Удар в скулу. Второй, третий. Кровавые пятна выступили на повязке. Анисья подавила рвущийся из горла крик.

— Где люди из деревни?

— Не знаю… Я никого не видел, — хрипел раненый.

Старший гневно смял лежащие перед ним бумаги.

— Ганс, он не видел… Понимаешь, он не видел… Ну-ка, помоги ему увидеть. Понимаешь, так помоги, чтобы он, наконец, увидел…

Раненый упал. Анисья приподнялась. Нет, этого не может быть, старые глаза обманывают! Солдат вытащил штык. Двое сели на лежащего. Осторожным, точно рассчитанным движением солдат воткнул штык в левый глаз раненого. Раздался нечеловеческий крик и тут же, задушенный, умолк.

— Где армия?

— Не знаю… не скажу… Ничего не скажу, — с усилием прохрипел раненый. Кровь текла из глазницы, хлестала изо рта. Старший, встав из-за стола, наклонился над умирающим. На его лице выразилось что-то вроде любопытства. Он ткнул носком сапога неподвижное тело.
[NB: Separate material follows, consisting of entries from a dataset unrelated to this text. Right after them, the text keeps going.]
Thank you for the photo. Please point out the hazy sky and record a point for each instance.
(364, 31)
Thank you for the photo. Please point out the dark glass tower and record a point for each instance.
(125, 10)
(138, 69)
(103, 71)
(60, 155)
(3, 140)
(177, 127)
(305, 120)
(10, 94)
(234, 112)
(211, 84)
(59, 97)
— Спросите его еще раз — будет говорить или нет?

Переводчик низко наклонился над лежащим. Бабка Анисья услышала клокотание крови в горле раненого. И сквозь этот страшный звук со стоном, с усилием прорвались слова:

— Чуешь, сурмы заиграли…

— Что, что? — заинтересовался старший. — Что он говорит?

— Ничего…

— Как ничего? Он сказал что-то?

— Что-то бессвязное…

— Прикончить, — сказал старший.

Солдат нацелился штыком.

— Не тут! — заорал старший. — Убрать из хаты!

Солдат, взяв подмышки неподвижное тело, потащил его к порогу. Анисья видела, как тащатся по полу бессильные ноги, как струйка крови проводит след по всей хате.
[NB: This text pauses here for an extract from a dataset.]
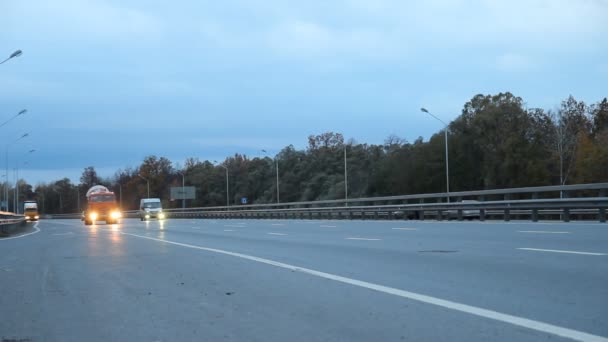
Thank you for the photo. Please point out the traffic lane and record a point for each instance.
(569, 293)
(497, 240)
(100, 285)
(578, 236)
Она сидела, придерживая руками сердце. По стенам плясали черные тени, стучали кованые сапоги. Перед столом стоял теперь другой. Он покачивался в руках поддерживающих его солдат. Старший снова сел за стол.

— Следующий! Спрашивайте.

Анисья торопливо спрятала голову под одеяло. Она затыкала пальцами уши, чтобы не слышать. Зажимала ладонями глаза, чтобы не видеть. Со стоном проклинала свою жизнь, которая тянулась девяносто, девяносто с лишним лет, чтобы дойти до этой ночи. До этой ночи! Она проклинала свои глаза, что не ослепли вовремя, не затянулись сплошь бельмом, что увидели. Проклинала свои уши, что не оглохли вовремя, что могли это слышать.